Conservative conference: clearer idea on health spending
I make no apologies for returning to government spending on health.
The Tory promise in the election to ring-fence health spending and increase it in real terms every year even during a period of public spending cuts was distinctive and much-touted during the 2010 election campaign.
A quick recap: during my extended interview with Health Secretary Andrew Lansley which went out live on the BBC News Channel on Sunday evening, I suggested that higher inflation than anticipated when the health spending promise was given would make it more difficult to meet the Tory promise of real annual rises.
Indeed I put to him a projection for real health spending which showed it would decline. Mr Lansley disputed these figures and said that, because of an earlier underspend, health spending would still rise in real terms despite the higher inflation.

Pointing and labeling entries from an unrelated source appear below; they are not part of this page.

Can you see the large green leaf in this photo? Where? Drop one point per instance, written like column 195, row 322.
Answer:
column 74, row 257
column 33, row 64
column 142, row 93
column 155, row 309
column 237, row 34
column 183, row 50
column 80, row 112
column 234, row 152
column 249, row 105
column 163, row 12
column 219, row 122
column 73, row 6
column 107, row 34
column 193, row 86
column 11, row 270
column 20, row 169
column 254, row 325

I said I would post my figures on this blog, which I duly did. And I invited the Department of Health to respond, which it has.
As a consequence of this process I have a clearer idea of what is happening. The Department is right that an underspend in 2010 helps health spending to rise in real terms through to 2015.
But it is important to understand what happened: the 2010-11underspend happened during the coalition's first year. It meant there was a 0.9% fall in spending, in real terms, compared with 2009-10, Labour's last year.
Using this new lower spending base for 2010-11 and applying the official Treasury deflators, spending will be back just above the 2009-10 level in 2014-15 - but by only a 0.1% real increase.
In other words, even allowing for the underspend and using the existing deflator, spending will be, effectively, no more than it was in Labour's last year in real terms.
But the official Treasury deflator does not take into account the recent surge in inflation.
Using the average of the independent forecasts for the deflator which the Treasury published in August, health spending will fall by 0.8% in real terms between 2009-10 and 2014-15. The cut is masked starting from the lower baseline of 2010-11.
So there we have it. Comparing Labour's last year (2009-10) with the coalition's last year (2014-15) before the next election, health spending will be essentially static in real terms, using the Treasury's original GDP deflator.
Using a newer deflator that takes into account the reality of recent higher inflation, and real spending on health falls by almost 1%. Either way, it is hard for Mr Lansley to claim that he is keeping his promise.
But these are complicated matters and, as always, I stand ready to be corrected.